In
una notte del dicembre 1976 Bob Marley, la moglie, il manager, i
Wailers vengono assaliti e feriti a colpi di armi automatiche.
L’attentato matura nelle circostanze tragiche e conflittuali dove
la strategia della tensione e degli interessi e delle perversioni
della guerra fredda hanno trasformato la Giamaica in un campo di
battaglia. Dall’antefatto storico, Marlon James dipana la Breve
storia di sette omicidi seguendo le voci del ghetto secondo le
quali nella selva giustizia e vendetta collimano e tutti i sette
attentatori sono spariti nel nulla. L’idea ha senso e non solo per
Bob Marley e la Giamaica perché, come ha giustamente notato Irvine
Welsh, il ritornello insistente che attraversa la Breve storia di
sette omicidi parla del potere e di conseguenza della corruzione,
della falsità, della sua innata e irrinunciabile vocazione alla
violenza. Forse quello di Marlon James è l’unico modo per
raccontarlo perché fa sprofondare il lettore nella Breve storia
di sette omicidi, senza spiegazioni, senza indicazioni, senza
metafore, senza traduzioni. La struttura che ha sviluppato è
allettante: il sovrapporsi di differenti modulazioni, con l’incedere
della lingua compressa tra il gergo, lo slang, il patois, l’inglese,
lo spagnolo, il dialetto, un po’ di tutto, ma anche le diverse
intonazioni dei personaggi, compresa una variegata selezione di versi
di Bob Marley infilati tra le pieghe del discorso, è molto efficace
nel ricreare un’atmosfera di incertezza e di insensata ferocia. Il
ritmo è vorticoso e martellante, ma l’aderenza linguistica non
spiega, è dura, ostica, proprio come la disperazione nelle notti
della Giamaica. La capacità di Marlon James di cogliere la
dimensione della Breve storia di sette omicidi non è in
discussione, solo che spesso la narrazione si arrotola su se stessa e
se non c’è alcun dubbio che sappia districarsi nei meandri degli
idiomi e dei fatti caraibici, non c’è nemmeno su una congrua quota
di narcisismo. Questo incide in modo particolare nella fase finale
ambientata a New York: dovrebbe concludere e circoscrivere, e invece
è fine a se stessa, molto lontana (e non solo dal punto di vista
geografico) dal resto del romanzo. Torbido e convulso, Breve
storia di sette omicidi si porta dietro un bel po’ di
confusione, che è anche parte integrante del gioco di Marlon James,
con le voci dei personaggi che s’incastrano una nell’altra e la
narrazione, già abbastanza contorta, che si fa cacofonica.

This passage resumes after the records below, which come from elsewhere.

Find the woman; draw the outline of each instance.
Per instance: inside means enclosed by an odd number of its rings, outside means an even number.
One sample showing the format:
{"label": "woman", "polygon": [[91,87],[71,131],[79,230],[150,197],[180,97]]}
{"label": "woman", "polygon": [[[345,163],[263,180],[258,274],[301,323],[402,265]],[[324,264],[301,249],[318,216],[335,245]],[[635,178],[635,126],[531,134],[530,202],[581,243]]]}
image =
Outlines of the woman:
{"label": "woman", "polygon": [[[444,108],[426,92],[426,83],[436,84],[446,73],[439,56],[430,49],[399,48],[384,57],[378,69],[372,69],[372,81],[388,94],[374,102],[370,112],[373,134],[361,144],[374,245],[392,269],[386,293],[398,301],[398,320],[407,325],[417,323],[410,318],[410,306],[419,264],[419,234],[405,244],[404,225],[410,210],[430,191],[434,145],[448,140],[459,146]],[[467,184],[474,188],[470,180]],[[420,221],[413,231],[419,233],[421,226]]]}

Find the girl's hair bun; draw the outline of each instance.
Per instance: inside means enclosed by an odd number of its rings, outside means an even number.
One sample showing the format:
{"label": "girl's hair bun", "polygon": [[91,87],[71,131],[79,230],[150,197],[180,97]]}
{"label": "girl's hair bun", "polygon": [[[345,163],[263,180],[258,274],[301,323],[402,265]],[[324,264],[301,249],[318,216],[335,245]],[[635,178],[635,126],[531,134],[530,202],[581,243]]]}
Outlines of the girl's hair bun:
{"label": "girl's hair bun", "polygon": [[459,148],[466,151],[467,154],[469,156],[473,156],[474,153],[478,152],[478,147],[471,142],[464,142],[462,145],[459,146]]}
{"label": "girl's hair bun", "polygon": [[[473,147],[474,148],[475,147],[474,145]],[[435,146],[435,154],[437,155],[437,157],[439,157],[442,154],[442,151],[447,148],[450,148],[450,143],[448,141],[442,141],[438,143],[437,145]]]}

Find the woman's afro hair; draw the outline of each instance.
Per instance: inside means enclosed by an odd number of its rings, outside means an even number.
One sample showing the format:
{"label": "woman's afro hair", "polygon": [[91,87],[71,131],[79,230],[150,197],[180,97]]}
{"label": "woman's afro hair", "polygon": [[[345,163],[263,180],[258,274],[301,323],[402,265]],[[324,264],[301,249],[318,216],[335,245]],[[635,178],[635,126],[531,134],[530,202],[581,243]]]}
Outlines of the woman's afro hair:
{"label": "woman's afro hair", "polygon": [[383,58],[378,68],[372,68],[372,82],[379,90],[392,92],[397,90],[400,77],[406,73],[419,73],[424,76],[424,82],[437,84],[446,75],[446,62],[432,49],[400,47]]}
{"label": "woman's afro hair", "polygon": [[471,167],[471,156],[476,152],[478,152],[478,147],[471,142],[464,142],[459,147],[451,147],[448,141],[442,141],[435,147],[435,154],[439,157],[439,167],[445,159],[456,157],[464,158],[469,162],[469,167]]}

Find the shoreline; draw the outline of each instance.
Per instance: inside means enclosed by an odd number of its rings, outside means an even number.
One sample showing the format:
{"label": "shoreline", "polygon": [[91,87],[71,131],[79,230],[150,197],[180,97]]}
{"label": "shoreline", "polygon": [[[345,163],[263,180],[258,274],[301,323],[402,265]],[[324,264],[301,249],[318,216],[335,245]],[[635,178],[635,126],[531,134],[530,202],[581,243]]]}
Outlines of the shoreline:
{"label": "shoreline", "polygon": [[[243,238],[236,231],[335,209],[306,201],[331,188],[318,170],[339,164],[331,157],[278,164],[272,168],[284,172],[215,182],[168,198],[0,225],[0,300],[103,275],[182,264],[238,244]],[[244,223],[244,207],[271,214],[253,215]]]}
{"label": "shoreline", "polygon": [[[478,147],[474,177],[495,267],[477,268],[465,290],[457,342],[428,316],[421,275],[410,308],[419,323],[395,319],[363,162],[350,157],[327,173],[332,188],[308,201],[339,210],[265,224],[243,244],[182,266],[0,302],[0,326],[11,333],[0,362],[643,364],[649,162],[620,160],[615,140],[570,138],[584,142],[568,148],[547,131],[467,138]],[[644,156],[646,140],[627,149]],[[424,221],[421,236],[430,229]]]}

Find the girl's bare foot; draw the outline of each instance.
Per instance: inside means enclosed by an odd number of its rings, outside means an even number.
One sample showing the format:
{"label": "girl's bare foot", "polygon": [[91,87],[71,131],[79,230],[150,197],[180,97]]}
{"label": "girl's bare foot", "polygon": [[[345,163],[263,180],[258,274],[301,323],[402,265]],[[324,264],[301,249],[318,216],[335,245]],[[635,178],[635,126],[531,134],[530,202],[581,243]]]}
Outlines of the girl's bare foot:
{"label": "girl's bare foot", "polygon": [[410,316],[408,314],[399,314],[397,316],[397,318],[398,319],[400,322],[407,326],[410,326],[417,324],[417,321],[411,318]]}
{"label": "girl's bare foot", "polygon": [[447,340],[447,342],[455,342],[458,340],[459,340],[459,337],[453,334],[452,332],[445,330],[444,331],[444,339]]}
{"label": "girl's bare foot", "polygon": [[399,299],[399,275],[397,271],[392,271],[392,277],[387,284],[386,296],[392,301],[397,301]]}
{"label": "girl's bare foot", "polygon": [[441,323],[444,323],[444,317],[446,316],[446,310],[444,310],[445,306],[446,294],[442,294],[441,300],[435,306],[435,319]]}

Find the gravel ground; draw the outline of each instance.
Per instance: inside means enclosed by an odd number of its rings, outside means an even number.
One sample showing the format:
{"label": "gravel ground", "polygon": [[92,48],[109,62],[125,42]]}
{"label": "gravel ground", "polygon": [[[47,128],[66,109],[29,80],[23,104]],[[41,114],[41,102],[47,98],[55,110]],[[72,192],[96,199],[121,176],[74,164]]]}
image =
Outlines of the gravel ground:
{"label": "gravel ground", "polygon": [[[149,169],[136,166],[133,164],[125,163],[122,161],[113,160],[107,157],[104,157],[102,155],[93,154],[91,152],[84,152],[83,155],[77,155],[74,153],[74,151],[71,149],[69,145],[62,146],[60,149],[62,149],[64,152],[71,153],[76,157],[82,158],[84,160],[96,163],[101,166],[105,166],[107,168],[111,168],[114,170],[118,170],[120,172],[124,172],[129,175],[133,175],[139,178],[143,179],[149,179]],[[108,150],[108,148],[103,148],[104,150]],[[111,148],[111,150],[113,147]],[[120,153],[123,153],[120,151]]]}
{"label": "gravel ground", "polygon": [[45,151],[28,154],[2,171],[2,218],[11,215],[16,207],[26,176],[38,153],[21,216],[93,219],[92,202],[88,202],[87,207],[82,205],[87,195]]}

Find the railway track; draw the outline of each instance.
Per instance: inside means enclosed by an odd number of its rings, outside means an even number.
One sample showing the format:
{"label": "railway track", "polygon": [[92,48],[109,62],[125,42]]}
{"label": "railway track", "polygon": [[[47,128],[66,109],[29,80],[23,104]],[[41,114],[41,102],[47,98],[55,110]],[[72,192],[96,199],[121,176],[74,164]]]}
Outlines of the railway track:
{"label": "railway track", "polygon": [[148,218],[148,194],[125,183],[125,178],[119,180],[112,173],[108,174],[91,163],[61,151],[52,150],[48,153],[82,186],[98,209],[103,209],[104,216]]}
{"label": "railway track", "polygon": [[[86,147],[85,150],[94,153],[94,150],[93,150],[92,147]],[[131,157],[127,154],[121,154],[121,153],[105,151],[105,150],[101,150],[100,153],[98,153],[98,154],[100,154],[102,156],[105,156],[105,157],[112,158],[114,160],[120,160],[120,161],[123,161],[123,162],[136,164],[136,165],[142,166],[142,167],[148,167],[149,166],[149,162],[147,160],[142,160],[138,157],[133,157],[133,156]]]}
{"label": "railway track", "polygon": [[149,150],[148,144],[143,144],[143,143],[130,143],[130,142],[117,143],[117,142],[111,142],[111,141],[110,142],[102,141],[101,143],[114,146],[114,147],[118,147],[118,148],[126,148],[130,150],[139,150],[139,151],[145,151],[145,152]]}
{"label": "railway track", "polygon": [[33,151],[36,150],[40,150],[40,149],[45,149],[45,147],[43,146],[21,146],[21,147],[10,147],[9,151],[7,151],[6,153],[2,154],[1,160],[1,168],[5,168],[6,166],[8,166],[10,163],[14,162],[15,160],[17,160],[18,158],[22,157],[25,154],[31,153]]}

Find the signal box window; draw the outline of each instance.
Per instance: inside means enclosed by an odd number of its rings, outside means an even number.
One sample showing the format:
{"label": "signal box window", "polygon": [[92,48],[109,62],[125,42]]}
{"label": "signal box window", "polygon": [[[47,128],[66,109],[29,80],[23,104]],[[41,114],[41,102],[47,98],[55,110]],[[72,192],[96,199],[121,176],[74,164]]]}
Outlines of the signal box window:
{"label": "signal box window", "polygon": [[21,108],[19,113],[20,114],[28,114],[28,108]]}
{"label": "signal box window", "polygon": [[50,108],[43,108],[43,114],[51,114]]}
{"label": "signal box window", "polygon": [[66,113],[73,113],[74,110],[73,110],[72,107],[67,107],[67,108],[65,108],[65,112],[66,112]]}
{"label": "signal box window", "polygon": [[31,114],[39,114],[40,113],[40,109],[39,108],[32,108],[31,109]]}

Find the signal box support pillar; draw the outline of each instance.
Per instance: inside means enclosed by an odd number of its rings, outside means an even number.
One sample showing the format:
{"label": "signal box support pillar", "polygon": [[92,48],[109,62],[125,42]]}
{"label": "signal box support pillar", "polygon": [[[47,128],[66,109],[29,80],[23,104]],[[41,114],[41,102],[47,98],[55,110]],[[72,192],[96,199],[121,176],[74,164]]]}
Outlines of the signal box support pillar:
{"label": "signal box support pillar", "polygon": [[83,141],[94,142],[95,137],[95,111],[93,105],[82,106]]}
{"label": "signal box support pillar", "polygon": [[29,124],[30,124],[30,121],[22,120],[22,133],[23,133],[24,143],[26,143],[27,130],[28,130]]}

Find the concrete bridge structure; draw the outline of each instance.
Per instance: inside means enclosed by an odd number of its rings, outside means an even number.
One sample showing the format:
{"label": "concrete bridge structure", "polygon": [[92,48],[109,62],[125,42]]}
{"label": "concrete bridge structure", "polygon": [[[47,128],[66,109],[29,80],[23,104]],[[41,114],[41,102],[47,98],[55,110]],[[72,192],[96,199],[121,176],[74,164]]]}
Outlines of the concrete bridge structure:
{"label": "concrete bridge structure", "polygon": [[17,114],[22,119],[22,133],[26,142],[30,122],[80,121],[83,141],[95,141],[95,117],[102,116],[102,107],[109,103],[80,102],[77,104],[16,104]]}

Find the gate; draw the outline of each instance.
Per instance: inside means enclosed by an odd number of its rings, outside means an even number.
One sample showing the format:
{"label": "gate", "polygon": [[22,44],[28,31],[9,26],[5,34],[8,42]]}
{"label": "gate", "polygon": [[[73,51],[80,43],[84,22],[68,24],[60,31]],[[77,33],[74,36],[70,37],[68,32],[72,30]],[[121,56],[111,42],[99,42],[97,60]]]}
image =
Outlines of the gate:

Inevitabile che qualche dettaglio non si incastri. Su tutti, uno dei
personaggi principali nelle prime battute di Breve storia di sette
omicidi, Papa-Lo, sostiene che è appena arrivato un carico di
Glock e M9. Nel 1976 le Glock non esistevano e M9 è la designazione
data nel 1980 dall’esercito americano alla pistola (italiana)
Beretta 92 FS. La questione non è perniciosa. Potrebbe essere un
anacronismo, piuttosto delicato da interpretare visto che Breve
storia di sette omicidi è imperniato su una sparatoria in
particolare e su più scontri con armi da fuoco in generale. Potrebbe
essere un lapsus o un improbabile déja vu, dato che la Breve storia
di sette omicidi si conclude nel 1991 quando quelle armi, sì,
godevano di una certa popolarità. Il dettaglio resta in sospeso,
l’ambiguità rimane. Estremo, eccessivo, a tratti ridondante, per
Breve storia di sette omicidi la sintesi migliore è quella
del proverbio giamaicano citato in epigrafe: “Se non è andata
così, ci è andata vicino”. Né più, né meno.